Oui dans le sens où, longtemps au fil des pages, un
Maigret nouveau semble être né. le marque-page, fiché entre les pages à mi lecture, sépare un amont d'un aval. On suit, tout d'abord, le déroulé orthodoxe d'une enquête policière classique, d'un thriller moderne où l'angoisse monte peu à peu.
Simenon avance, pion après pion, en terre de roman policier procédural. le piège tendu s'organise, méthodique, factuel, dans la prévision du moindre détail, dans la gestion de ses adjoints qui, autour de
Maigret, à sa botte, n'ont jamais été aussi nombreux à répondre à la matérialité précise de ses ordres. Seul le psychiatre s'appesantit sur la psychologie du tueur,
Maigret n'en a pas le temps, il laisse à un autre le soin de ses réflexions habituelles. Il se fait organisateur minutieux, tour de contrôle pragmatique, planificateur du moindre rouage d'une mécanique qu'il souhaite parfaitement huilée. Il n'avance plus à vue, à l'intuition. Un nouveau
Maigret est venu. Tout aussi crédible.
Non dans le sens où la seconde partie, s'ouvrant sur une arrestation et un interrogatoire, resserre les boulons autour d'un
Maigret redevenu lui-même, à l'écoute de son ressenti, peu soucieux des preuves, aux aguets de "l'homme nu" qu'il se doit de pousser aux aveux. Un huis clos se referme sur deux hommes, l'un renaissant à ses méthodes, l'autre prêt inconsciemment à tout expliquer pour peu que le premier trouve les bons mots.
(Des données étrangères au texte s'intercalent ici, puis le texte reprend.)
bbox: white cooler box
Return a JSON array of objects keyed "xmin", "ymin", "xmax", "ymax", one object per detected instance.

le suspect, alors que le seul indice contre lui ne pèse rien, se fait souris devant
le chat.
Maigret cherche le mobile, pièce fragile mais capitale dans le jeu en cours, celui d'un tueur en série n'étant souvent qu'une ombre légère et improbable, une aiguille dans la botte de foin d'une psyché perturbée. "L'homme nu", longtemps se fera attendre, il faudra aux aveux le temps d'une autre inculpation que la sienne .... Quelqu'un d'autre intervient en devant de scène. Bougre de
Simenon au service d'une intrigue à tiroirs.
Le très long face à face final, anthologique pour le moins, montre un
Simenon très à l'aise dans les dialogues habiles qu'il monte patiemment. J'y ai entrevu une similarité avec celui de "Garde à vue" entre Serrault et Lino Ventura (quel film...!).
Le prologue, en enquête procédurale type inhabituelle chez
Maigret, étonne, dépayse et montre l'auteur sous un autre jour, pragmatique et matériel. "
Maigret tend un piège" vaut amplement le détour via le suspens qui longtemps l'anime et ces deux hommes, au final, aux aguets l'un de l'autre.
Maigret ne sortira pas indemne du duel.
PS:
Simenon offre un contraste marqué entre l'obscurité des nuits d'août où la mort frappe et la luminosité, la chaleur accablante des jours qui les entourent. Apparaît ainsi un portrait d'assassin coincé entre Dr Jekyll et Mister Hyde, voisin aussi de celui de Jack the Reaper, tous deux associant la violence nocturne anonyme, l'insertion diurne banale d'un individu lambda dans la société, le désir d'en finir avec quelque chose qui les ronge.